BNL, Upton, Long Island, New York
A prototype ampere-class superconducting energy recovery linac (ERL) is under advanced construction at BNL. Its motivation, design, special features and status will be described. The Collider-Accelerator Department at BNL, which operates RHIC, is planning an electron-ion collider called eRHIC. The eRHIC electron beam will be provided by a multi-pass superconducting ERL. At the highest energy and luminosity, eRHIC will have 5 passes at 260 mA, whereas an intermediate version of eRHIC (called MeRHIC) will have 3 passes at 50 mA. To test the feasibility of such an ampere-class ERL we are constructing a prototype ERL designed to operate at up to 500 mA average current. The BNL R&D ERL will serve as a test bed for eRHIC. It will operate at 703.75 MHz. Its special features are an SRF laser photocathode RF gun designed to deliver 2 MeV at 500 mA, a high QE multi-alkaline cathode preparation and load-lock system, an emittance-preserving merging system, and a highly damped 5-cell 20 MeV ERL cavity. Tests at the ERL will include high-current handling, coherent emissions, and emittance performance. The ERL will also serve as a platform to study HOM damping issues.

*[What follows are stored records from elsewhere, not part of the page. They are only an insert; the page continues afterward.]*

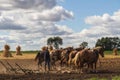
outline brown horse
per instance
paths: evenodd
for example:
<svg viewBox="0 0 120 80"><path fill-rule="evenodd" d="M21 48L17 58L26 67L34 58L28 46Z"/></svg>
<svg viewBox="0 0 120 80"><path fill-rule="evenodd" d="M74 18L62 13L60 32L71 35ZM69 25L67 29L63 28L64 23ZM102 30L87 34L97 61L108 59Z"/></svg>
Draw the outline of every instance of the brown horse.
<svg viewBox="0 0 120 80"><path fill-rule="evenodd" d="M63 64L66 64L68 66L69 54L72 50L73 47L67 47L62 51L61 62L60 62L61 67L63 66Z"/></svg>
<svg viewBox="0 0 120 80"><path fill-rule="evenodd" d="M50 57L51 57L51 64L53 66L56 66L55 63L59 60L61 60L61 49L54 49L50 52Z"/></svg>

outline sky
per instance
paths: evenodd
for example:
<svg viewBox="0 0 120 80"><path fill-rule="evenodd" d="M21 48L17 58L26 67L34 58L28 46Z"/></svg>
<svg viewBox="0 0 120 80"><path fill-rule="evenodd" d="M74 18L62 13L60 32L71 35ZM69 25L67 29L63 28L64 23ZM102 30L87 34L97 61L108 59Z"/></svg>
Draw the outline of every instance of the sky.
<svg viewBox="0 0 120 80"><path fill-rule="evenodd" d="M49 37L60 47L94 47L101 37L120 37L120 0L0 0L0 50L40 50Z"/></svg>

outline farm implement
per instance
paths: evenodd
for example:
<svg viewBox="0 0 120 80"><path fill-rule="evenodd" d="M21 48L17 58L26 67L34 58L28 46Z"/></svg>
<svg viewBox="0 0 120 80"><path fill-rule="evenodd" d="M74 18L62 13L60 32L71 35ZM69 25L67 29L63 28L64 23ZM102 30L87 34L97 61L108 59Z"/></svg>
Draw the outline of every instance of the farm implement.
<svg viewBox="0 0 120 80"><path fill-rule="evenodd" d="M38 70L31 70L31 69L25 69L22 66L20 66L18 63L15 63L15 66L13 67L8 61L0 63L3 65L3 67L6 69L6 73L24 73L24 74L33 74L38 72Z"/></svg>

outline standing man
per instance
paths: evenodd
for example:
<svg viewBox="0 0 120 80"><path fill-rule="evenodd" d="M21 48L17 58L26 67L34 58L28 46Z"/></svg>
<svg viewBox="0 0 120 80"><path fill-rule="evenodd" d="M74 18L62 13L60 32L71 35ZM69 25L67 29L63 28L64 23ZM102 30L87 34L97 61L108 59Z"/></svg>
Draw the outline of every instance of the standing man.
<svg viewBox="0 0 120 80"><path fill-rule="evenodd" d="M44 60L45 60L45 71L46 71L46 65L48 66L48 70L50 70L50 53L48 51L48 47L45 48Z"/></svg>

BNL, Upton, Long Island, New York
The development of Higher Order Mode dampers for a five-cell cavity is being persued at this laboratory. The physics needs and technical requirements for several future electron-ion collider projects are under study, which all involve Energy Recovery Linacs. The envisioned Ampere class currents make effective HOM damping mandatory which will be achieved with capacitive probes and inductive loops. Longitudinal space requirements constrain the space between the cavities in the linac chain. Two five-cell copper cavities are assembled with minimal separation to simulate the space available for fundamental power coupler, beam position pickup probe, and two HOM dampers. The location of the dampers is chosen in the connecting beam tubes to balance fundamental mode suppression and HOM damping. Measured and simulated Cu cavity results are compared with those for the ferrite-damped superconducting ERL.